If only Good Chinese Wife was what it was intended to be, a book about two individuals from rather different cultures which ultimately makes their marriage fail. But that is not what this memoir is about. Good Chinese Wife is about one woman who fails to listen to her gut and two people who never belonged together in the first place.

The author repetitively blames situations/issues on cultural differences, seemingly to make herself feel better some of the time and other times to blame the relationship on this alone. The book summary stating that this is about the "hazards of intercultural marriage" does a disservice to intercultural marriages and people in general. The issues between the author and Cai were not her being American and him being Chinese. The actual issues were:

-She was naive and never bothered to listen to her gut or speak up for herself until well into the relationship

-Cai had issues, including potentially being gay in a culture that would fully shame him for it.

-The "love" between the two never rang true, I honestly never understood why the author was even in love with Cai. We never get much more from her than his attractiveness being a reason to like him when they are hanging out. Then they are suddenly engaged and she is listing reasons she loves him, reasons mind you that we never really were privy to leading up to this point. Ultimately the reasons to loved Cai never really surface during the book, in fact many many reasons not to love him continually surface. I think had the author been more clear on why she seemed to love this man at any point in their relationship it would have been easier to accept why she stayed with him and wanted to be with him at all. But it really just comes across as being pointless.

-And one of the biggest issues? Cai is simply a major ass. I do not know how it took the author so long to see this.

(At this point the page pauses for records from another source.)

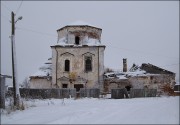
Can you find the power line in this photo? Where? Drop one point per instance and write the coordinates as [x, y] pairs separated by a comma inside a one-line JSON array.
[[5, 17], [6, 7], [47, 34], [19, 7]]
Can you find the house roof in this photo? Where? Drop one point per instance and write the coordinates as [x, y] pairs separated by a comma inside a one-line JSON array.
[[149, 68]]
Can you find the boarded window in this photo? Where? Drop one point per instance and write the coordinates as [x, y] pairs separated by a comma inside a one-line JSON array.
[[64, 85], [88, 64], [67, 65], [77, 40]]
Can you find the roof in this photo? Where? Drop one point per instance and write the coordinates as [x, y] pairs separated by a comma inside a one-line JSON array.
[[79, 23]]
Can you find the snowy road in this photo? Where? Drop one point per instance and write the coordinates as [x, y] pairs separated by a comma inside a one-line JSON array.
[[159, 110]]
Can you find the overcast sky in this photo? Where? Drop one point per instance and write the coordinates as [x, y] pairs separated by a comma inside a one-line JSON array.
[[142, 32]]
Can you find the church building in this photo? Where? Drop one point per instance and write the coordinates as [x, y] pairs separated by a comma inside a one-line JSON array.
[[77, 59]]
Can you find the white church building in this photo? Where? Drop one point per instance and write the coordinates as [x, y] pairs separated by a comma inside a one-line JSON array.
[[77, 59]]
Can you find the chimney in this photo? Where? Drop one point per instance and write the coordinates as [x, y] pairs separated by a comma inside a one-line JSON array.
[[124, 65]]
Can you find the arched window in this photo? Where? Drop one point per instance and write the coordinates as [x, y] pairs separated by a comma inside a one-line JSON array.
[[67, 65], [88, 64], [77, 40]]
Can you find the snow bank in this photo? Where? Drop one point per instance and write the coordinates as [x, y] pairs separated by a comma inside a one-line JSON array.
[[157, 110]]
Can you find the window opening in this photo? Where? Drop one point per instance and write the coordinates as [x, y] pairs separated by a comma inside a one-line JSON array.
[[88, 64], [77, 40], [67, 65]]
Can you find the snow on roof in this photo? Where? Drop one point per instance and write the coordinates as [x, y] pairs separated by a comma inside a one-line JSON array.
[[92, 42], [122, 77], [125, 75], [80, 23], [87, 41]]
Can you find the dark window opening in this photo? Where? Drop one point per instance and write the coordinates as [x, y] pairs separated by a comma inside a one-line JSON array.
[[88, 64], [77, 40], [128, 88], [67, 65], [78, 86], [64, 85]]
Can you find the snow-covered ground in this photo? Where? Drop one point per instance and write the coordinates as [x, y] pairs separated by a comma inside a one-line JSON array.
[[156, 110]]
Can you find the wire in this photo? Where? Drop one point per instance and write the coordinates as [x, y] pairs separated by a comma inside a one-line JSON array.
[[4, 17], [6, 7], [19, 7], [35, 31]]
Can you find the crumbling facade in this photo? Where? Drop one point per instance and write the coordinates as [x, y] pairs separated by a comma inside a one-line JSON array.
[[77, 58]]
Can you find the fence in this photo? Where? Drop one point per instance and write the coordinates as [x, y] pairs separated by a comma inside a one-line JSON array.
[[119, 93], [135, 93], [89, 93], [45, 93]]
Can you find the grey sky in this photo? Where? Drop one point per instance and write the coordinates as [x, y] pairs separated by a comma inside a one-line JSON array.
[[142, 32]]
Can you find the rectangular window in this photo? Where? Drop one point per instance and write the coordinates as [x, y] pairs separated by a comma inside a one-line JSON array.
[[67, 65], [88, 64]]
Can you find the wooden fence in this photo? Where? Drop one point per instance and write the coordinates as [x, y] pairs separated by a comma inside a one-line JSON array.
[[119, 93], [45, 93], [135, 93], [89, 93]]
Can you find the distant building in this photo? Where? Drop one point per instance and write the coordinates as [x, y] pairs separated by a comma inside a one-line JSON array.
[[139, 77], [77, 59]]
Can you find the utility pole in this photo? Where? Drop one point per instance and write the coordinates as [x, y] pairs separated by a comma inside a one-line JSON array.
[[14, 70]]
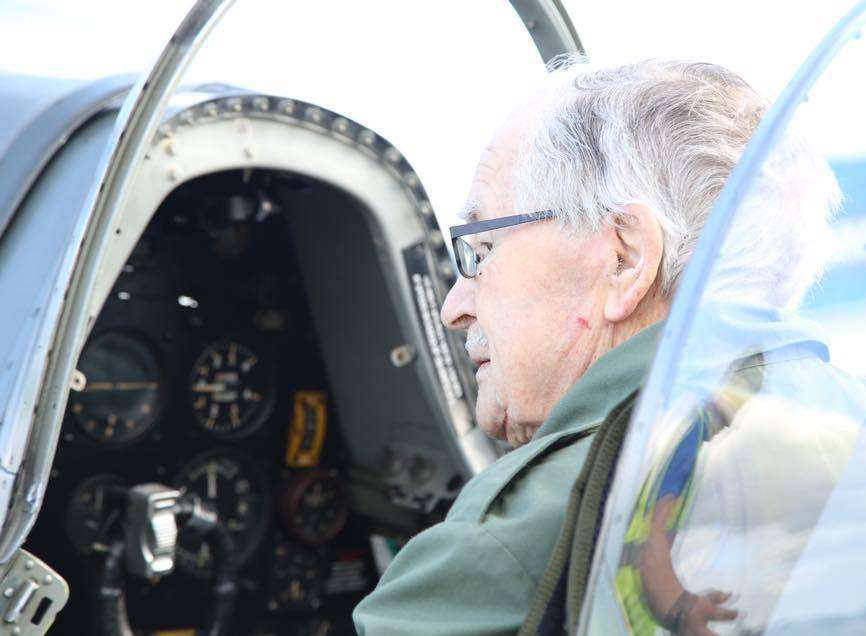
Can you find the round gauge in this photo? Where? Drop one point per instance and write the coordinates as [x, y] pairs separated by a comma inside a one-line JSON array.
[[120, 401], [297, 578], [314, 508], [237, 489], [95, 506], [232, 390]]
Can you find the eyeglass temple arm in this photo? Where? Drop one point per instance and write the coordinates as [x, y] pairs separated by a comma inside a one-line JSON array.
[[497, 224]]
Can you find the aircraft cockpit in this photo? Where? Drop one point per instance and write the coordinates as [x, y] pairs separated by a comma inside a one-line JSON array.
[[227, 399]]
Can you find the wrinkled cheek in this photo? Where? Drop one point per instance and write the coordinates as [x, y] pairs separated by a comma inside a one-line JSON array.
[[490, 411]]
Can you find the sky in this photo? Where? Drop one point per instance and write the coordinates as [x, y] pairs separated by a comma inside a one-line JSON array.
[[435, 78]]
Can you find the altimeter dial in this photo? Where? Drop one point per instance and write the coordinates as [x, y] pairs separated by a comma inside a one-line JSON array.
[[231, 389]]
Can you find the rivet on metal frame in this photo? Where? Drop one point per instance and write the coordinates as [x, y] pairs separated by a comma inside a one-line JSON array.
[[411, 179], [79, 381], [314, 114], [287, 106], [341, 125], [402, 355], [367, 137]]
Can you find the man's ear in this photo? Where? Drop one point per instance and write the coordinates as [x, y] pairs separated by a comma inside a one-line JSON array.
[[637, 244]]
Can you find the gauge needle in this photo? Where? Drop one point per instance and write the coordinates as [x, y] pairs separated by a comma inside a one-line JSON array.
[[202, 387], [211, 480]]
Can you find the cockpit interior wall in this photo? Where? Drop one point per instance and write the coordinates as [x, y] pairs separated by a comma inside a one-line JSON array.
[[244, 354]]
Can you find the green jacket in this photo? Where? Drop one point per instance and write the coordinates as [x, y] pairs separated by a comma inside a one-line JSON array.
[[476, 572]]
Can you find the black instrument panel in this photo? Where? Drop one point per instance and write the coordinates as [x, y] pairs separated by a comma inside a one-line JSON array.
[[204, 373]]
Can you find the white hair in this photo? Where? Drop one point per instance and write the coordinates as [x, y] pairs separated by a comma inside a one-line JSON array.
[[667, 133]]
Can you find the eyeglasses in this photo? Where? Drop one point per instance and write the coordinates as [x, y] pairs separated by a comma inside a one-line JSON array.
[[466, 256]]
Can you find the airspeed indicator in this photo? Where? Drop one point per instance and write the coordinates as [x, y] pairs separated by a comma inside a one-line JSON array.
[[231, 390]]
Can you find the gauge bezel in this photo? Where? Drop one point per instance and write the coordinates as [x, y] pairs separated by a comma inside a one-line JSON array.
[[152, 419], [247, 463], [290, 500], [267, 404]]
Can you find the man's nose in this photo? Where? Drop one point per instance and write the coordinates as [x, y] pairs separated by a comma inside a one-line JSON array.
[[458, 310]]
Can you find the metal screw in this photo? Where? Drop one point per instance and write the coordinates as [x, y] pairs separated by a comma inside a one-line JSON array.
[[402, 355], [314, 114], [79, 381], [287, 106]]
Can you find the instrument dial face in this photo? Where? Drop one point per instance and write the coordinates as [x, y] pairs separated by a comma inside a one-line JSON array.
[[238, 490], [121, 399], [96, 505], [314, 507], [232, 390]]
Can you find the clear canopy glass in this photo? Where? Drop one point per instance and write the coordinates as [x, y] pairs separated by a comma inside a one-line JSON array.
[[738, 501]]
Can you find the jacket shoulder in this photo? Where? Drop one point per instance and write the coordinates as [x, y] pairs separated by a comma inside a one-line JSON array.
[[530, 467]]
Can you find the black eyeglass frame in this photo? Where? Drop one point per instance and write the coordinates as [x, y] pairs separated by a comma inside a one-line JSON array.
[[459, 231]]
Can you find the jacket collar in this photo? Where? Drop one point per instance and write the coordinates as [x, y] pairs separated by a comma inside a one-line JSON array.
[[607, 382]]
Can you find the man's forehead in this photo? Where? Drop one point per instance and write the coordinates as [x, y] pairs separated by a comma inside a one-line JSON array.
[[491, 194]]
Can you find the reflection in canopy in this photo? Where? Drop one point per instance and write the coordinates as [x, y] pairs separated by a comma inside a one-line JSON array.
[[738, 502]]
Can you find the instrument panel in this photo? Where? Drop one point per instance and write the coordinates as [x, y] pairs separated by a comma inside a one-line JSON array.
[[203, 372]]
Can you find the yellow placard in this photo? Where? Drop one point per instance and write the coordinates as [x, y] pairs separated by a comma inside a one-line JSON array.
[[307, 430]]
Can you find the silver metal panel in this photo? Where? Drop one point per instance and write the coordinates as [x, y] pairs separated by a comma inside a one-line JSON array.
[[258, 131], [37, 246]]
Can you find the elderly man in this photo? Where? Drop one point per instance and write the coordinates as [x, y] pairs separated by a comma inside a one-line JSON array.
[[583, 213]]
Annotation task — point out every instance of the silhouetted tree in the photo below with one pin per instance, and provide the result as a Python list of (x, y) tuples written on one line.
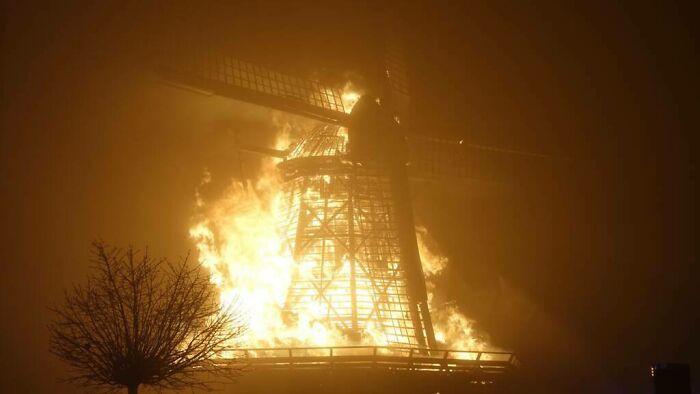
[(140, 321)]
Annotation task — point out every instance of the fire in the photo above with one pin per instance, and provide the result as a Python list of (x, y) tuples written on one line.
[(242, 242)]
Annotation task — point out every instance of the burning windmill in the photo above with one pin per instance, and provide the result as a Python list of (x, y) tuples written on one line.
[(348, 220)]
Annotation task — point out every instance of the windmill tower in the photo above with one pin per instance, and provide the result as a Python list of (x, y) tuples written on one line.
[(349, 223)]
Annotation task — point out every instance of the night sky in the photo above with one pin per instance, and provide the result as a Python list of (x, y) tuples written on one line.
[(589, 277)]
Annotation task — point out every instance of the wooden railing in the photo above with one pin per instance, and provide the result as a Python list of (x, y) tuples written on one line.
[(381, 357)]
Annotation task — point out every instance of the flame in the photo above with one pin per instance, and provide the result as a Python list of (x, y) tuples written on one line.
[(351, 94), (239, 241)]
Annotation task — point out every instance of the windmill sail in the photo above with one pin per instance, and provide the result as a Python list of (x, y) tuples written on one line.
[(215, 72), (434, 159)]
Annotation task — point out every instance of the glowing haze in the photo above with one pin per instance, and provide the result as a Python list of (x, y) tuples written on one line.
[(240, 241)]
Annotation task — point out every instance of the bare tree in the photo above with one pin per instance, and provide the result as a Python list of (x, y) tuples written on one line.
[(142, 321)]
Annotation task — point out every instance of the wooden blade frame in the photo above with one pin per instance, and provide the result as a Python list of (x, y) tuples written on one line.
[(214, 72), (433, 159)]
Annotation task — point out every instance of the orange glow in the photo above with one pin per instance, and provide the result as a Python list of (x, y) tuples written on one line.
[(242, 242)]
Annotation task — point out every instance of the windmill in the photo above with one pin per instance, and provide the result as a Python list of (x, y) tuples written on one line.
[(349, 224)]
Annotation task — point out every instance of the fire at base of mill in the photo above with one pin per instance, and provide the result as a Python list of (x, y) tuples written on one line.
[(310, 252)]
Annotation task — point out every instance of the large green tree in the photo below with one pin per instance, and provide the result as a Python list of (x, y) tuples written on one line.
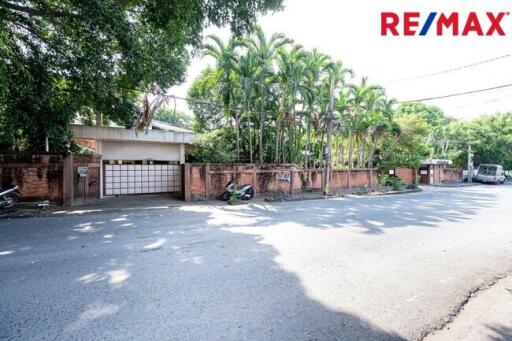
[(60, 58)]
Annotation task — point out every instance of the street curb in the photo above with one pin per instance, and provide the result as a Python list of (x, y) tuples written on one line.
[(407, 191), (61, 213)]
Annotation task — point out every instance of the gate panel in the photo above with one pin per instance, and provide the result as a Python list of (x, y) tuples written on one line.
[(142, 179)]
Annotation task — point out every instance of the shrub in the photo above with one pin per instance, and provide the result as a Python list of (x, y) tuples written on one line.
[(393, 181)]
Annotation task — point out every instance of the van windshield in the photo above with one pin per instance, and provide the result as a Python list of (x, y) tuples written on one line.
[(487, 170)]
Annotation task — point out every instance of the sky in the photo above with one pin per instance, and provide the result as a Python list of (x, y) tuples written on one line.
[(350, 31)]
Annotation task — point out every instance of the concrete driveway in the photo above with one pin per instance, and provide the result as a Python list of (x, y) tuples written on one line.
[(368, 268)]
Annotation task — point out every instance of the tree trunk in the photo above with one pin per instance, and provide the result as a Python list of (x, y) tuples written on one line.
[(308, 144), (237, 132), (278, 131), (262, 116), (350, 150), (250, 134), (360, 152)]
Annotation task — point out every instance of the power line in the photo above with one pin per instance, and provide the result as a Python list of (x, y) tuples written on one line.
[(450, 70), (458, 94)]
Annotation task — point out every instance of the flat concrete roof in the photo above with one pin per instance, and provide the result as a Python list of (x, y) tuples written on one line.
[(130, 135), (436, 162)]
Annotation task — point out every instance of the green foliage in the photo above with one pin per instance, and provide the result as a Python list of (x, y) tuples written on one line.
[(393, 181), (489, 136), (272, 96), (269, 99), (407, 149), (214, 147), (174, 117), (233, 198), (62, 58)]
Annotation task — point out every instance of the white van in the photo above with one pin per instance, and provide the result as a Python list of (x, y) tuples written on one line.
[(491, 174)]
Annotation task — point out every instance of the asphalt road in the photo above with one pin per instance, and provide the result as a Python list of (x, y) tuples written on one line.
[(367, 268)]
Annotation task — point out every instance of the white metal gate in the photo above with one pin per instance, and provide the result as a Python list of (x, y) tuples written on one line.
[(139, 179)]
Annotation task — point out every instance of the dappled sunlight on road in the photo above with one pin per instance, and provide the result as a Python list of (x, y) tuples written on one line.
[(93, 312)]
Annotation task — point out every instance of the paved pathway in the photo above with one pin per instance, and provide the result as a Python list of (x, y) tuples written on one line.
[(368, 268)]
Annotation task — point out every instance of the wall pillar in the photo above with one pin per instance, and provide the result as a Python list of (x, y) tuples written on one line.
[(207, 181), (185, 177), (291, 182), (67, 181)]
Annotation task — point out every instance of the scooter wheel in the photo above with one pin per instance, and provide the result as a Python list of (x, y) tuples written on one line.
[(12, 199)]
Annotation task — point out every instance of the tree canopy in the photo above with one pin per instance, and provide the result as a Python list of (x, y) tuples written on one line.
[(68, 57), (268, 97)]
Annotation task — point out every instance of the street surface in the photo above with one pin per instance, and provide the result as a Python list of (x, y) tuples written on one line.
[(363, 268)]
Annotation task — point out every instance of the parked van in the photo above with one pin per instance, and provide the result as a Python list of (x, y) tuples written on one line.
[(491, 174)]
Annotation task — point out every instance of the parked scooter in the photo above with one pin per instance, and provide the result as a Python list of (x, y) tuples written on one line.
[(244, 192), (9, 197)]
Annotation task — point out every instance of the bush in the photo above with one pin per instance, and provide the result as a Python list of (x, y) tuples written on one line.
[(393, 181), (211, 147)]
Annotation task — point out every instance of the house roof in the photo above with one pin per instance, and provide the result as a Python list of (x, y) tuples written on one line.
[(159, 125), (436, 162), (178, 135)]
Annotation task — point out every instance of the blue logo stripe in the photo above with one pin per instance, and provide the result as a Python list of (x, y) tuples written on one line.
[(428, 23)]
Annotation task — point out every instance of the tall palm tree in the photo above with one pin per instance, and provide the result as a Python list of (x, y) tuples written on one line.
[(226, 58), (358, 96), (314, 64), (265, 52), (246, 69)]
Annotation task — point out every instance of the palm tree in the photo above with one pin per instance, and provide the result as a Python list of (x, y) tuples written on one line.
[(246, 68), (265, 52), (381, 123), (358, 99), (226, 58)]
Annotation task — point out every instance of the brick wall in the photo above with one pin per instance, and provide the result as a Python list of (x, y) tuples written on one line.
[(87, 188), (39, 177), (407, 175), (451, 175), (203, 181)]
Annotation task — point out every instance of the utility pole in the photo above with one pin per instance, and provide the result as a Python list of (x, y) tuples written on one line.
[(470, 165), (330, 119)]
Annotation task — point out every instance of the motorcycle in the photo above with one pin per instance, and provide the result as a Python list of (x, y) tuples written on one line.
[(244, 192), (9, 197)]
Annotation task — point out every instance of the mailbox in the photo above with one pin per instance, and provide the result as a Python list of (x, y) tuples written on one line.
[(82, 172)]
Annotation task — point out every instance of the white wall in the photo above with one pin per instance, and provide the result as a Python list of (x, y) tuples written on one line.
[(113, 150)]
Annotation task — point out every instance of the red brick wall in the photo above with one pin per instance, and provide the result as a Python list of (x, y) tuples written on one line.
[(88, 188), (407, 175), (39, 177), (266, 177), (451, 175)]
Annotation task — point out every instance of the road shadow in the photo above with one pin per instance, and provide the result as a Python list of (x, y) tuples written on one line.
[(500, 333), (127, 277), (373, 214)]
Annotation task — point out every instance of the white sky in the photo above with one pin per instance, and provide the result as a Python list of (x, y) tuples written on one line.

Only a few times during the memoir did the author note any situation in which the issue was a cultural difference. These include the strange "no bathing after giving birth" issue, the grandparents potentially raising the child and the one scene where he apparently first threatens her and then says she is not like a good Chinese wife. This "good Chinese wife" statement was not a running theme in their relationship, at least not shared with us in the book. Really it just felt like a random comment by a jackass.

There were some additional issues, such as the author often assuming we knew specific elements of Chinese or Hong Kong culture and therefore did not explain them. It was also honestly not very well written, but I could have easily overlooked this if the book had better content. The book also suffered from repetition, which I noted earlier as well.

Overall it was an interesting topic and situation, but I hate that the author seems to blame it all on "cultural differences" when their issues were so obviously due to them as individuals, mentally and emotionally, inside or outside their specific cultures.